This packet will lead you through the following 4 stages:

  1. Self-Understanding (as it relates to cognitive and learning style)
  2. Development of a “Success Psychology”
  3. Cultivating a personal sense of “Purpose.”
  4. Goal Setting


Note: Your success will be much more likely if you are working with your teachers or coaches.[1]


Extroverted Intuitive Types


Warmly enthusiastic, high spirited, ingenious, imaginative. Able to do almost anything that interests them. Quick with a solution for any difficulty and ready to help anyone with a problem. Often rely on their ability to improvise instead of preparing in advance. Can usually find compelling reasons for whatever they want.


Quick, ingenious, good at many things. Stimulating company alert and outspoken. May argue for fun on either side of question. Resourceful in solving new and challenging problems but may neglect some routine assignments. Apt to turn to one new interest after another. Skillful in finding logical reasons for what they want.


Responsive and responsible. Generally feel real concern for what others think or want, and try to handle things with due regard for the other person’s feelings. Can present a proposal or lead a group discussion with ease and tact. Sociable, popular, sympathetic. Responsive to praise and criticism.


Hearty, frank, decisive leaders in activities. Usually good in anything that requires reasoning and intelligent talk, such as public speaking. Are usually well informed and enjoy adding to their fun of knowledge. May sometimes appear more positive and confident than their experience in the area warrants.



Step 1: Self – Understanding

There are many aspects to a human personality. We are all very complex and unique. It is useful to reflect on what makes us who we are, so that we can have a better understanding of why we have certain tendencies, why we relate to some people better than others, and what contributes to our unique view of the world around us. The better we understand ourselves, the more our actions are a product of choice, and less a product of reaction to conditioning and unconsciousness tendencies. We could say that there are 3 general types of mental mechanisms that influence our choices:

  1. Our Cognitive Preferences
B.    Our Unconscious Conditioning
  1. Our Conscious thought process


This section will help you better understand the first of these – your cognitive preferences.

These preferences are also called your learning style, your cognitive style, your personality type, or your temperament type.

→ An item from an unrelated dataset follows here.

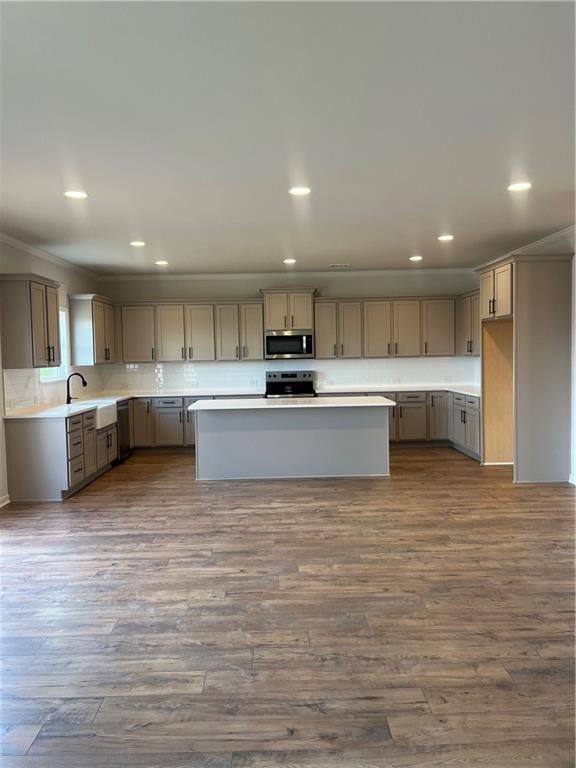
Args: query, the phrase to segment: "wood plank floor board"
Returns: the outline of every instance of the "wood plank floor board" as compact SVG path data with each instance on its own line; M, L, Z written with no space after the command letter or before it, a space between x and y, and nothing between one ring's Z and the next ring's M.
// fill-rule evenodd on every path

There are several effective instruments that have been developed for understanding these preferences, including the Myers-Briggs Type Indicator and the Paragon Learning Style Inventory. If you have not taken the Paragon Learning Style Inventory, contact your teacher or download it from the website: before you continue. You will need your score to take advantage of this developmental process.


There are 4 packets in this series. This packet is designed specifically for those with an EN_ combination. If your PLSI score was one of the following ENTJ, ENFJ, ENFP, ENTP, then you are a person with an (E) Extroverted – (N) Intuitive preference. When compared to your peers with other preferences, you will have very different ways of processing information, thinking, and interacting. Knowing your tendencies can be one key to success in school.


Examine the following descriptions in bold. They should recognize your preferences in the lists.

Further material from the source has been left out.